The creature nodded. It parted its cloak, and from the shadows emerged three small, white shivering things. The creatures had children, too. Their arms were twigs, their eyes white and enormous.
The tall creature said something to the small ones in a language that sounded like singing, pretty sounds, and the small ones stepped forward, gazing up at Father.
Father had a knife. He grabbed one of the creatures by the chin and pushed its head back roughly. He slid the blade across the creature’s throat. Blood fanned over him. He let the creature fall to the sand.
Knees and thighs and belly soaked with blood, Father rejoined us. The tall creature followed him.
It approached me. Putting a cool finger to the side of my neck, the creature smiled and I saw its teeth.
“No.” A single word, softly spoken.
Then, a loud crack that rolled over the desert.
I turned and saw Doc Gish, belly-down in the sand. There was a pistol near his shuddering hand. His face was turned to the side. The handle of Father’s knife stuck out his left eye.
Father put Doc’s still-smoking pistol in his backpack while Michelle knelt at Doc’s side, her hands fluttering over his body as if she wanted to touch him but didn’t know how.
Father spoke to the creature. “I’m sorry,” he said. “He acted on his own.”
“We will take this one,” said the creature. He put his hand on Robert’s shoulder.
Cragg the miller screwed his eyes shut as the creature pulled Robert toward him. Robert shrieked. He kicked sand and spat. He clawed at the creature’s hands, drawing pale blood. Just before he disappeared into the creature’s cloak, Cragg opened his eyes. “Thank you, boy,” he said.
And then Robert was gone.
Days later, when the town once more appeared on the horizon, it looked like a sliver of bone.
“It’s a garden,” Father said. “Thing with gardens is, you have to tend them.”
Cragg had maintained a stoic silence on the way home. In later years, when I’d encounter him in the street or when buying my flour, I would sense in him a peculiar kind of pride, even superiority.
There was none of that in Father. One night, just a few weeks after we’d returned from the walk, he came into my room to tuck me in, and I found myself holding him, comforting him.

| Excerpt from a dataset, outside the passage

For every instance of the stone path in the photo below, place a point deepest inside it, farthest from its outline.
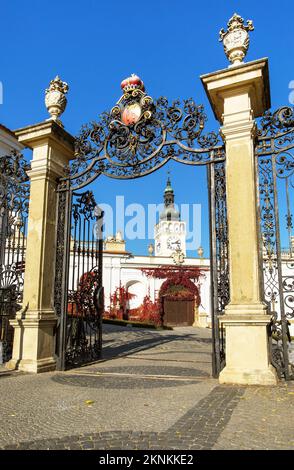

Michelle, Doc Gish’s little girl, lived another eight years. There was a sickness that struck down most of the town and she tried to use the powders and oils in Doc’s office. She read all his notebooks and even went out beyond the Wall with the Rider for a time to talk to the wise men of the trade caravans. But in the end she failed. We lost many adults and more than half the children. Michelle got the sickness herself and died without a trained apprentice to take her place.
Still, we live on.
I am grown now, married, and I have a son, Thomas. I have been mayor since Father died. I may be the last mayor this town ever has, and it will be my fault.
The bird came back last night and dropped a skull into my hands.
My backpack sits by the doorway. It contains crackers and dried fruit and salt lumps and sun ointment.
It contains my Father’s knife.
And also Doc Gish’s pistol, loaded with bullets fashioned from my mother’s silver teacups.